Some people say like search database, like Elasticsearch, or things like that. We’re trying to index text to make it easier to search. We’ve got time-series databases, so maybe you’ve got high throughput temporal data that we might need to aggregate by different periods of time because we’re trying to do statistics or understand trends. We’ve got columnar databases, which is popular with analytical workloads, where maybe the way that we structure the data and the way that it’s stored, it’s more organized around column so it’s easier to run analytical queries against that. This thing keeps evolving. I was just revisiting these slides, and actually now, with all the new things around AI and new types of analytics, there’s even like new types of databases that are coming up.
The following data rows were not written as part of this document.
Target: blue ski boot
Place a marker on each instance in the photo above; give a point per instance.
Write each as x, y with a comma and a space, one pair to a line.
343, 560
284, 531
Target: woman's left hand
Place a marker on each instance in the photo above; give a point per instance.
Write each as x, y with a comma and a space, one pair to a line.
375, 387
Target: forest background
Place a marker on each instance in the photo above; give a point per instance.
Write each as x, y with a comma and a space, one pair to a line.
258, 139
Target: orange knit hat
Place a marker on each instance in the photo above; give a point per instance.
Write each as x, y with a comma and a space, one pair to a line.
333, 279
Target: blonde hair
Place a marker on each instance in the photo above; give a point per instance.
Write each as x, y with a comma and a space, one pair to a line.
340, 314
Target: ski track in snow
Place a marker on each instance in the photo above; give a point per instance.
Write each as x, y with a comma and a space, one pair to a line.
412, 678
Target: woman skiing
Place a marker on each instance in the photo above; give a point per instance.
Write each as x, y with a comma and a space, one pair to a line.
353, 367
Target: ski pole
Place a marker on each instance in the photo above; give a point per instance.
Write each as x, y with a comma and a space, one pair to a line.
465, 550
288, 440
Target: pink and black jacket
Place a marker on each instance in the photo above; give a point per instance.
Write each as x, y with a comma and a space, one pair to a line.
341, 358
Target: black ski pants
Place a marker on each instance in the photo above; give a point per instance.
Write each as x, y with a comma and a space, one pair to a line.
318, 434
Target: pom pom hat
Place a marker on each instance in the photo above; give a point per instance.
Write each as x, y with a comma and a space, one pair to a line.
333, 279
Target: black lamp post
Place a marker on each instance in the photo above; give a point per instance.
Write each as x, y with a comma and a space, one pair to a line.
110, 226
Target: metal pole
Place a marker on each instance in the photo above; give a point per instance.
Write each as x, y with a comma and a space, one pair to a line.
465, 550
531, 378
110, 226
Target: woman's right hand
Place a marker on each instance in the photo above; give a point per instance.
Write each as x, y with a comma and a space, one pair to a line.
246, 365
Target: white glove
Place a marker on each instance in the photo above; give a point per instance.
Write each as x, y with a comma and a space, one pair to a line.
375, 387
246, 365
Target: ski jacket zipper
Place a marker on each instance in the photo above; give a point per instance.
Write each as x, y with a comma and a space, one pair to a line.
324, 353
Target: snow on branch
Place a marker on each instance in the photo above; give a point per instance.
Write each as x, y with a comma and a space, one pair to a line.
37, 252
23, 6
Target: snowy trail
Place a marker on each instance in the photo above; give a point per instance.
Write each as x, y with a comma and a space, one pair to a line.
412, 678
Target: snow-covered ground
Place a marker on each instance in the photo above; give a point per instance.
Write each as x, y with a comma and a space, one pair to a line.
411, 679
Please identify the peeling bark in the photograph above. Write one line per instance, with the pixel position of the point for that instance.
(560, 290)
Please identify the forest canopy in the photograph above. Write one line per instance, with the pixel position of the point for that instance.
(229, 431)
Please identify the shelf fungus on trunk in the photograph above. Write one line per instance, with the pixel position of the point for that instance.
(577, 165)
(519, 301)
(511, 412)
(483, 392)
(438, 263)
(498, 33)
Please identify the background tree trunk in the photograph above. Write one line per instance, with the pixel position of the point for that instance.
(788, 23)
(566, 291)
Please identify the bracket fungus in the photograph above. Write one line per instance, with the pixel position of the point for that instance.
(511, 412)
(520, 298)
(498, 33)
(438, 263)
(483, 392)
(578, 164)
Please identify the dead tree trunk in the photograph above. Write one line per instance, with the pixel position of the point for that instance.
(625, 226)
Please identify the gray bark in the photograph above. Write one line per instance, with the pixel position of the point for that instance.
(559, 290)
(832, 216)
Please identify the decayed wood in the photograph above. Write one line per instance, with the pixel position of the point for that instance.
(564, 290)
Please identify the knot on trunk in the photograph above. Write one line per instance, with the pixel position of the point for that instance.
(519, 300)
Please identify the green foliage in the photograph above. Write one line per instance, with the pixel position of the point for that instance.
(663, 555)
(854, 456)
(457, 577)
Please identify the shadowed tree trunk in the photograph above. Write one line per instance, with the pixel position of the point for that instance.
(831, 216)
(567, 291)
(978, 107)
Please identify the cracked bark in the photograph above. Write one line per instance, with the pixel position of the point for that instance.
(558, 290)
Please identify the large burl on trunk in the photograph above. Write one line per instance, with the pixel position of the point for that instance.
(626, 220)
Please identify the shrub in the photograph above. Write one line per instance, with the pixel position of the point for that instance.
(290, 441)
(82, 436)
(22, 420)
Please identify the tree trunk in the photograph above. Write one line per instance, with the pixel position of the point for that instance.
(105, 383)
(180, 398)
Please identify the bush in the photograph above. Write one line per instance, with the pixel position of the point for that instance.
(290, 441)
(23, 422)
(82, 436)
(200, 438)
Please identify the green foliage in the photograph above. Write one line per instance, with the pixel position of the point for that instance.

Vector database is quite popular now, where if you’re trying to train an LLM or do reg on the LLM, you might want to pull context from somewhere, or whether we store our embeddings will be in a vector database. Machine learning data scientists, they use feature stores where they can try to encapsulate how they calculate a feature that’s used for training their models, but they want that computation to be reused by other data scientists, and maybe even be reused when they’re training the model, and also at inference time, where they will have much more strict latency requirements on it.
There are some metrics databases coming up, like, how do we compute KPIs for our organization? People are talking about modeling that. Even relations, like, how can we store relations between concepts? How can we build like semantic layer around our data so it’s easier to navigate? This landscape keeps evolving, even if I take all the logos from who are the vendors that are actually doing this.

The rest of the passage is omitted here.